Further, PNT systems are difficult and expensive to develop, build, and maintain even by the standards of large, complex satellite constellations.

Historically, Iran always seeks strategic autonomy when it comes to strategic systems, but given the plethora of PNT systems freely available from a range of countries, Iran’s quest for its own PNT capability seems particularly misplaced.

Contrast the announcement about Iranian ambitions to develop its own PNT capability with that of Mohsen Bahrami, the head of the ISA, who told Iranian journalists on July 2, 2017, that the Mesbah communications satellite built over 15 years ago by Italian company Carlo Gavazzi Space S.p.A., will not be launched due to a lack of funds. Instead, Mesbah will be placed in an as yet unidentified space museum in Iran.

The Mesbah (Farsi for ‘Lantern’) satellite was seized by Italy and Russia just prior to its scheduled launch in 2006, due to the imposition of the international sanctions regime in response to concerns about Iran’s nuclear programme.

Mesbah, a low-Earth orbit communications satellite, was cooperatively built by the Iran Telecommunications Research Centre (ITRC), Iranian Electronics Industry Organisation, the Iranian Research Organisation for Science and Technology (IROST), and the Iranian Institute of Applied Research, along with the Italian satellite manufacturer Carlo Gavazzi Space S.p.A.

Iranian engineers and technicians worked on Mesbah at Carlo Gavazzi Space, which is headquartered in Milan, Italy, and now owned by German satellite company OHB Technology.

The Mesbah satellite was built between 1999 and 2001, and planning for the project began in 1997 by the Iranian government when President Muhammad Khatami was in office.

The Mesbah programme was thought to have cost US$10 million, and weighs 65 kilograms.

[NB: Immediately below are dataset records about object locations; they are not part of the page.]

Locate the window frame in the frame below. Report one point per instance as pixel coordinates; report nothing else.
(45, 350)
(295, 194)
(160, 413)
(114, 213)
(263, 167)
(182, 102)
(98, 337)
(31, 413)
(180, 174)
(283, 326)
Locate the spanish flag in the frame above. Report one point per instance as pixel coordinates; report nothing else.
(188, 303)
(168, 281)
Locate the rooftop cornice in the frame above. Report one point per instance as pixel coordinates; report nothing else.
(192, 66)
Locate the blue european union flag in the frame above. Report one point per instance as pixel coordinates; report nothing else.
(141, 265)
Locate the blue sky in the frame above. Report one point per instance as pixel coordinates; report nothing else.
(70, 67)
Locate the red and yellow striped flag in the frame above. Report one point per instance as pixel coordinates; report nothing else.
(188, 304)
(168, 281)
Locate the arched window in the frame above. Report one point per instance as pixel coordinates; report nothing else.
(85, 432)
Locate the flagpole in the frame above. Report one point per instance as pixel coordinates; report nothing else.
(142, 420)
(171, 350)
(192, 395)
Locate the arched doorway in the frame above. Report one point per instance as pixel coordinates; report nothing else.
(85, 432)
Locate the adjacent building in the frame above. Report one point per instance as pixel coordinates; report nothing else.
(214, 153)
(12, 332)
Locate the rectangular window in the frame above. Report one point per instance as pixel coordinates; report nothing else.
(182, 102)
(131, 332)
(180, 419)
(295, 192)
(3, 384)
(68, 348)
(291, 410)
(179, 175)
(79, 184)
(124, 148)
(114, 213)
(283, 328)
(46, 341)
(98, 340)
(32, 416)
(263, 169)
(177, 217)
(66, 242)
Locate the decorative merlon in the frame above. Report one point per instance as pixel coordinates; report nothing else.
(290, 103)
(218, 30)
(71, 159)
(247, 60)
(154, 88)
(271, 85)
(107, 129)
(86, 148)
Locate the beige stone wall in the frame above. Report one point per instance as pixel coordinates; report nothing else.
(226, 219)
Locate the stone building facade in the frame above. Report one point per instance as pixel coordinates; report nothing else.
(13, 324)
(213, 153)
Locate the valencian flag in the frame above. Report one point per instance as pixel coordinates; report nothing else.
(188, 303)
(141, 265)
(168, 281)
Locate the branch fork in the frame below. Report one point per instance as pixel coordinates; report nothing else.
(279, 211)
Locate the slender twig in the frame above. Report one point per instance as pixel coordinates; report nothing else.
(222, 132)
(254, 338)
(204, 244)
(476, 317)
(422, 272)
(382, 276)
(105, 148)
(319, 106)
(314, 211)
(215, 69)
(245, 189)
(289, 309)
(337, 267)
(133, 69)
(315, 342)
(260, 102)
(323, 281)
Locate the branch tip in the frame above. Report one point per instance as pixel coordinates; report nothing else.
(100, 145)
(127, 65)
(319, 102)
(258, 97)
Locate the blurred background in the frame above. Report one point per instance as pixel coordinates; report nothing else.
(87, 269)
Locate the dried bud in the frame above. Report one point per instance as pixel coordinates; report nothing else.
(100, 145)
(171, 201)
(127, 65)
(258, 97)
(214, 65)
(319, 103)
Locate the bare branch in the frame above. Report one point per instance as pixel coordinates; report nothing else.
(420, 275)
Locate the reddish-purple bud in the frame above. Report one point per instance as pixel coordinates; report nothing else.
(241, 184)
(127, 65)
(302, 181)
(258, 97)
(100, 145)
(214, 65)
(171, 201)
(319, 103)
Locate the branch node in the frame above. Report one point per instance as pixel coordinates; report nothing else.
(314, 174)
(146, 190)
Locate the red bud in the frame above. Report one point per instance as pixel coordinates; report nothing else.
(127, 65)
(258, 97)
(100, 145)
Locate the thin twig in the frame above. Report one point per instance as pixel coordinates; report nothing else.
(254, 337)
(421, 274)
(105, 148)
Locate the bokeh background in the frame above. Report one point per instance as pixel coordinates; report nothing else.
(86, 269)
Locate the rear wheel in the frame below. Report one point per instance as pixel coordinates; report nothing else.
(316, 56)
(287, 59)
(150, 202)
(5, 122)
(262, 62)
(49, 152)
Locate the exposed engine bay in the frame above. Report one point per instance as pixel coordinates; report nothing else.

It was built to have an operational lifetime of three years, but its builders expected it to operate for up to five years. Mesbah was supposed to have been launched by Russia in 2006 before both Rome and Moscow decided to seize the satellite citing international sanctions against Iran.

Iran has been in negotiations with Italian authorities since at least early 2016, and by all accounts these talks are still ongoing.

For observers and analysts of the Iranian space programme, these two developments reveal possible weaknesses.

First, funding is obviously an issue since the ISA is unable to afford to launch Mesbah or, for that matter, any other satellite built in Iran in recent years. For all the frequent press reports quoting senior Iranian space officials that launches are imminent there has been nothing to show for quite some time.

Second, funding aside, Iran’s self-touted space launch capability is obviously incapable of lofting its small satellites into orbit. If they were, we will have seen at least attempts to do so by now. Instead, Iran is obviously reliant upon expensive and foreign launch providers, in particular Russia and possibly China.

Third, Iran, like many other space powers, is prone to political grandstanding when it comes to space but incoherence and poor implementation when it comes to space policy, decision-making, strategic planning, and coordination. Hence, within days of each other, the announcement to build its own satellite navigation system while at the same time revealing it cannot afford to launch an old US$10 million satellite.

The last point is likely due to the sclerotic, corrupt, and unreformed Iranian economy and the ongoing political rivalry between reformist elements in Iran and hardliners such as those close to Ayatollah Khameini and the Islamic Revolutionary Guard Corps (IRGC).

It should not be surprising to discover that the Iranian space enterprise finds itself the victim of general Iranian economic decrepitude while being at the centre of political machinations beyond its control, crippling engineering and scientific talent and quashing even the most modest of ambitions.